Q. Do you think alternating the temperatures (for example in a real world scenario inhaling steam or hot water gargling versus eating an ice cream) impact the success of Rhinovirus infection? In other words you perform the entire infection at one temperature, are there shorter time windows within which a temperature change would positively impact disease outcomes (for example gargling every morning or drinking hot water after eating an ice cream?)​ ?

We did do some temperature shift experiments (see Figure S3 in the paper.) We found that the level of the immune response tracked with the temperature of the cells during the time window when the virus was actively replicating; the temperature before the infection didn’t matter much. I would speculate that some exposure of infected cells to warm temperature at any point when the virus is actively replicating might be beneficial.

Q. What kind of experiments would you need to conduct to suggest to people that using different methods to increase the temperature of the upper respiratory tract – like drinking hot water may help fight cold? Have they been done?

The best way to prove that an intervention works is to directly test it, as you are suggesting. In this case, the best experiment would be to expose a group of volunteers to a fixed dose of Rhinovirus, and then place half of them on a well ­defined hot water drinking program (perhaps the other half could drink only cold water. If hot water program were effective, you would expect to see fewer colds develop in the hot water group than in the other group. This is a difficult study to perform: ideally, you would want to test a group of people who are identical in every way (genetics, behavior, environment, history of exposure to infections, etc.) except for the hot water drinking. In reality, this is quite hard to do, since every person is different! However, it might be possible to see an effect by studying a large group of people, especially if hot water drinking had a big impact (rather than a small effect) on whether or not colds developed after exposure to Rhinovirus. These types of studies can be very informative, but also can be complicated to interpret due to the inability to control all of the variables that may affect the outcome you are measuring (in this case, development of cold symptoms.) b. I do not know of any study considered to be definitive on this subject. However, I did a literature search and found a number of studies that have looked at the effect of hot liquids or steam inhalation on common cold symptoms, and I did find a number of these. You can read a few of these to get a feeling for the strengths and limitations. For example: i. Sanu and Eccles, 2008: This study tested the effect of hot liquid drinking on cold and flu symptoms in subjects who were recruited when they already had symptoms—the pathogen causing the symptoms is unknown. ii. Singh and Singh, 2013, meta-analysis of multiple studies looking at steam inhalation and common cold symptoms.

Q. You have emphasized on cell autonomous response to viral infections, what about the other aspects of the immune response? Do you think they could also contribute to temperature sensitivity?

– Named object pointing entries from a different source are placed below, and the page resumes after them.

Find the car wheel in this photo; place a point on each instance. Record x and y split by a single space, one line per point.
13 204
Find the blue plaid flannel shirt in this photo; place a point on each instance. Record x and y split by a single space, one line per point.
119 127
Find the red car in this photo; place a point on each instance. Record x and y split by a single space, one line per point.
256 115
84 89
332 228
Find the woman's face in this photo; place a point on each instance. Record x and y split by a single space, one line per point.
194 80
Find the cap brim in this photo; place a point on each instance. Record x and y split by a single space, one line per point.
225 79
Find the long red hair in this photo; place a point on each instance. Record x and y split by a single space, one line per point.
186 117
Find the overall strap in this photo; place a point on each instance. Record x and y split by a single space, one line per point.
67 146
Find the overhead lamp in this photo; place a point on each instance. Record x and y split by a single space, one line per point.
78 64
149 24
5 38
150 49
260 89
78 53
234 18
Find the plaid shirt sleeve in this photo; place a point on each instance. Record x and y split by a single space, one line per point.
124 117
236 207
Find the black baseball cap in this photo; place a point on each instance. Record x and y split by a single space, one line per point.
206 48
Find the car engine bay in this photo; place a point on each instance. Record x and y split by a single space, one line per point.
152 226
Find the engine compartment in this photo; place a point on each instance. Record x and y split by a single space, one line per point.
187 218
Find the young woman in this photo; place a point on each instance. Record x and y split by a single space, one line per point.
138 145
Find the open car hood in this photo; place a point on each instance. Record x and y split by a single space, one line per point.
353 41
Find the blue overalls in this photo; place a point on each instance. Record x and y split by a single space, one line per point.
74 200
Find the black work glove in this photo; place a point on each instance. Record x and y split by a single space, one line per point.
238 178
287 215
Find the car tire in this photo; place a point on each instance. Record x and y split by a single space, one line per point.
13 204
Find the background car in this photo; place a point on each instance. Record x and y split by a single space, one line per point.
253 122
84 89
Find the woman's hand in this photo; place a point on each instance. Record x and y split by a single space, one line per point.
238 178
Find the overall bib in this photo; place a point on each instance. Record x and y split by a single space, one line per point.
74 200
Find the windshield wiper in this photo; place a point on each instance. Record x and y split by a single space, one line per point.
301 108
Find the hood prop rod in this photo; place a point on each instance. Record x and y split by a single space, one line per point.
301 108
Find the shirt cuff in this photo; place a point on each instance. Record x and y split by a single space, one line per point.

We only looked at the cell autonomous immune responses in this study, and these were solely responsible for the temperature ­dependent blockade of Rhinovirus in our experiments. In the body, where many cell types are present, the responses we examined (RIG­I like receptor signaling and the Type I interferon response) can profoundly affect nearby and even distant cells through the action of secreted chemicals (cytokines). In this way, the phenomena we observed could also contribute to the temperature ­dependence of other immune responses; however, as yet we have no evidence for this.